The magnetic faceplates are a genuinely nice touch. Four colour options ship in the box: Jet Black (default), Spice Orange, Indigo, and Platinum Silver, each matching a classic GameCube console variant. They swap easily with magnets, which is also their weakness. The fit is loose enough that casual contact with the dock can knock a faceplate off without much effort.
The other limitation worth flagging is structural rather than fixable: original GameCube controllers have no Home button or Minus button. That means navigating to the Switch 2 home screen requires a Joy-Con or Pro Controller nearby. It's a minor inconvenience for most sessions, but it's the kind of thing that catches you off guard the first time you want to quit a game.
Where the Battle Dock earns its price
For Super Smash Bros. Ultimate specifically, this setup is hard to argue against. The GameCube controller remains the preferred input method for a large portion of the competitive and casual Smash community alike, and the Battle Dock delivers that experience cleanly at a fraction of what four Nintendo Classics wireless pads would cost.
What most players miss is the longer-term upside. When Nintendo eventually brings Super Smash Bros. Melee to Nintendo Switch Online, demand for exactly this kind of adapter is going to spike. Getting in at $40 now, before that happens, looks like smart timing.

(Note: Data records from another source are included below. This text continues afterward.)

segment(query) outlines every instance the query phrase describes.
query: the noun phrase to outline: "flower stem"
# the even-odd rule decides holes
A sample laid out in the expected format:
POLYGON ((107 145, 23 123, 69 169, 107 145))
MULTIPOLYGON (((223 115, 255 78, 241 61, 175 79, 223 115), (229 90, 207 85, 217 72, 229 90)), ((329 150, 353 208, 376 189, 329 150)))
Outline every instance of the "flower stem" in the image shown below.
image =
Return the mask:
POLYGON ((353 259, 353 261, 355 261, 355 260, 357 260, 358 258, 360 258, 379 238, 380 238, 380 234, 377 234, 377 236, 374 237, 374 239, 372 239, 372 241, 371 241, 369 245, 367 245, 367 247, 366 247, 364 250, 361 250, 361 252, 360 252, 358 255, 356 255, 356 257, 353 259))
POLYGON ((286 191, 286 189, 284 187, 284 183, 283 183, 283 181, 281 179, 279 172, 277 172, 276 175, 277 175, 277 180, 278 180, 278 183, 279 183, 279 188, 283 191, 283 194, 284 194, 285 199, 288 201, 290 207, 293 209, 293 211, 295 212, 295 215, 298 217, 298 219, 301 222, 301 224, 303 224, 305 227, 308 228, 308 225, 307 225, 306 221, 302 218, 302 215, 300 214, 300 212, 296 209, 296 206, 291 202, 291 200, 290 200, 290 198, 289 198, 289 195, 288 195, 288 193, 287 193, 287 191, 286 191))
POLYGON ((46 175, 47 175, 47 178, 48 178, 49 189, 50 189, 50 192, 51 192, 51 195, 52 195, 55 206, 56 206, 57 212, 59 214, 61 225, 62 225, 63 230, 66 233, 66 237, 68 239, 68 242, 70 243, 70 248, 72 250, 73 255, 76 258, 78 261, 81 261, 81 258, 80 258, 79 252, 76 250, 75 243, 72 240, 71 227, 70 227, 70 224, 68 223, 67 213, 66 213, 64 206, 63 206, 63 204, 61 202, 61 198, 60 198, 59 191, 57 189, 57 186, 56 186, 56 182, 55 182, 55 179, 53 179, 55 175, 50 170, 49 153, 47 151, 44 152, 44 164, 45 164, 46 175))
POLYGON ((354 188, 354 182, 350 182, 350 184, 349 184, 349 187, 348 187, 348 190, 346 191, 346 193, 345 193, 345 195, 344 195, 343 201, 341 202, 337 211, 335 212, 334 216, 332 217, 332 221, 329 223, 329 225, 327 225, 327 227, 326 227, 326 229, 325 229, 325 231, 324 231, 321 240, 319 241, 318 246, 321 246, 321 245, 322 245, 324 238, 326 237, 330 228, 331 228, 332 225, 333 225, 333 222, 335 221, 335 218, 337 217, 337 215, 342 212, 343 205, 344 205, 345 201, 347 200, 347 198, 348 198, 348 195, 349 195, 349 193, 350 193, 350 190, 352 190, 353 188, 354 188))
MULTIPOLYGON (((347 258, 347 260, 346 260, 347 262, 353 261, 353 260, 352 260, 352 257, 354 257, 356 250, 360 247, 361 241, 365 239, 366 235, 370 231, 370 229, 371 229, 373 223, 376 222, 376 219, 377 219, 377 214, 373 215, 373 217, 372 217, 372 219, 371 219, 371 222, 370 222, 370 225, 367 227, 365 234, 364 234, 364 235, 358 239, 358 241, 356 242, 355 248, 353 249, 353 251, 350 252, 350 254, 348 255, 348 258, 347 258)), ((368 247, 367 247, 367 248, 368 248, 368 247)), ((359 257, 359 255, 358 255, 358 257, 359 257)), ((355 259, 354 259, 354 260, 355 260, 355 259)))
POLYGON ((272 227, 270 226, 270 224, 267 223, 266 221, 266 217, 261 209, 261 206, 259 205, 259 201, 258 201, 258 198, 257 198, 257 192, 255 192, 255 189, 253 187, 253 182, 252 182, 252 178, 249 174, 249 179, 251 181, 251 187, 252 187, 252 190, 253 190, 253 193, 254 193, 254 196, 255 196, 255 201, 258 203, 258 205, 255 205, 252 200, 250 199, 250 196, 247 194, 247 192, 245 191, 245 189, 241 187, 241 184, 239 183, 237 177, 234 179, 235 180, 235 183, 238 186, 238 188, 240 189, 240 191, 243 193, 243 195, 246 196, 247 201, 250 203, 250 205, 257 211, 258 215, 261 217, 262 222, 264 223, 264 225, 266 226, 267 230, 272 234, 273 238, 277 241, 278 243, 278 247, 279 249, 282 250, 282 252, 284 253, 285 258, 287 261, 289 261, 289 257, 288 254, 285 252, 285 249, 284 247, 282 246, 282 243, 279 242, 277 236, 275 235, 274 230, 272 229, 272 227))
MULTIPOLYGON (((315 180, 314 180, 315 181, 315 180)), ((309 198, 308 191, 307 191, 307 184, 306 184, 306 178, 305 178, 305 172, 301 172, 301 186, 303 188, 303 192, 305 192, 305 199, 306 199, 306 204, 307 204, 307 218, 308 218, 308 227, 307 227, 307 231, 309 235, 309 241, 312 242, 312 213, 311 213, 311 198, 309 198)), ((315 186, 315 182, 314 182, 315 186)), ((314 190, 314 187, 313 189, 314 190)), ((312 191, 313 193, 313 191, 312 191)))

The Switch 2 is already building a strong library worth playing with the right controller. Check out how FF7 Rebirth performs on Switch 2 and what Balatro's Switch 2 version adds to get a sense of what the platform is doing well right now.
Quick specs breakdown
For anyone building out their Switch 2 setup and looking for more hardware to consider, our reviews hub has ongoing coverage of accessories and games worth your attention.
The Battle Dock is a focused, honest product. It does one thing, it does it well, and the $40 price point keeps the decision easy for anyone with GameCube controllers already in the house.